0

I'm trying to recreate some work I have already done in Python using Databricks. I have a dataframe and within it is a column called 'time', of data in nanoseconds. In Python, I use the following code to convert the field into the appropriate datetime values:

import pandas as pd

# Convert time field from nanoseconds into datetime
df["time"] = pd.to_datetime(df["time"], unit='ns')
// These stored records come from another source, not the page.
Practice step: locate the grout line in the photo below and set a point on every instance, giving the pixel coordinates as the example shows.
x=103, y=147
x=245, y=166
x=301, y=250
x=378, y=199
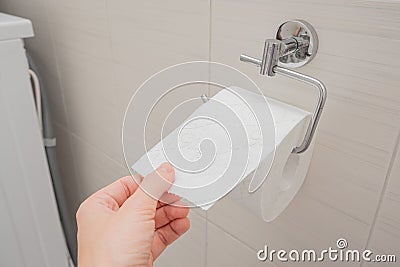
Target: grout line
x=209, y=43
x=383, y=191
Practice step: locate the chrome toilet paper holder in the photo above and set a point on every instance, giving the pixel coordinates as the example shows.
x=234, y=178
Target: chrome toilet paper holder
x=295, y=45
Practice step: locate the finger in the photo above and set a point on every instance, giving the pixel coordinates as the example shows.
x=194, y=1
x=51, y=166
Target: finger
x=167, y=198
x=166, y=235
x=166, y=214
x=115, y=194
x=151, y=189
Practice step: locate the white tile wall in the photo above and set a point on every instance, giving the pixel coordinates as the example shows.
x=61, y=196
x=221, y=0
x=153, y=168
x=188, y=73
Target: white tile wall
x=94, y=54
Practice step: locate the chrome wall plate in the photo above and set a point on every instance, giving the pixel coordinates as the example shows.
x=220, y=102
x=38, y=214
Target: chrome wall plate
x=300, y=30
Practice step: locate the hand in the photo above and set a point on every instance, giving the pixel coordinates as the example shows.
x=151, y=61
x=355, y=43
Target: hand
x=121, y=225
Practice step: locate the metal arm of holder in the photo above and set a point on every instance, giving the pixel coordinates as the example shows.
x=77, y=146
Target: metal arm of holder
x=294, y=51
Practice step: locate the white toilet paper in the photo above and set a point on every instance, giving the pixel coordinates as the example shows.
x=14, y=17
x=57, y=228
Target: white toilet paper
x=204, y=187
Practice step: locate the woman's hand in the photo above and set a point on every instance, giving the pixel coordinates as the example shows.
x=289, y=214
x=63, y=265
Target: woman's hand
x=121, y=225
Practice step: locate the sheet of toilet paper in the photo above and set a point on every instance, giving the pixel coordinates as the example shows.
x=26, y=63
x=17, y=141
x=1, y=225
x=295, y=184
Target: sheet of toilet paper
x=208, y=164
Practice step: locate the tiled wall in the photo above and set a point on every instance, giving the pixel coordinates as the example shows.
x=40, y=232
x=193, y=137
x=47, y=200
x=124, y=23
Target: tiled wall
x=95, y=53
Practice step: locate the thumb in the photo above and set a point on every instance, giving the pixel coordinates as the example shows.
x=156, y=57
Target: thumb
x=153, y=186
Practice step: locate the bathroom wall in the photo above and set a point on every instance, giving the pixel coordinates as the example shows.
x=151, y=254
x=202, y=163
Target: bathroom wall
x=94, y=54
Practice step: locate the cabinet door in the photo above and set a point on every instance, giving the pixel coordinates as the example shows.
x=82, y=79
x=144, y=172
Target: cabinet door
x=32, y=233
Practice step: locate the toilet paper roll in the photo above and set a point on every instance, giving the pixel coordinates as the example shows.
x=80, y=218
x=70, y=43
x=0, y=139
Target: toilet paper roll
x=282, y=130
x=288, y=170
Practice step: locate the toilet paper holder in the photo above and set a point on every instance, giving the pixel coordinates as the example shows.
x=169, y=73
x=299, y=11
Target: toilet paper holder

This code converts the following value 1642778070000000000 into 2022-01-21 15:14:30. I now want to do this in databricks using pyspark (as I'm scaling up the problem and the dataset I'm using is too large to do in Python). I've created a spark dataframe called df and then imported the pyspark.pandas functions and then tried effectively the same code, but it doesn't work:

from pyspark import pandas as ps
df = df.ps.to_datetime(df.columns[2], unit='ns') #the time column is in column index 2

I get an error:

'DataFrame' object has no attribute 'ps'

Any suggestions?

Any suggestions?

JGW
  • 314
  • 4
  • 18

1 Answers1

2

Pyspark does not provide any direct functions to work with time in nanoseconds. There is a function called from_unixtime() which takes time in seconds as argument and converts it to a timestamp of the format yyyy-MM-dd hh:mm:ss (your requirement). So, to use this function we must manually convert these nanoseconds to seconds using Pyspark.

The following is the demonstration of code that I have used on my sample data:

  • The following is the schema and sample data in my dataframe df.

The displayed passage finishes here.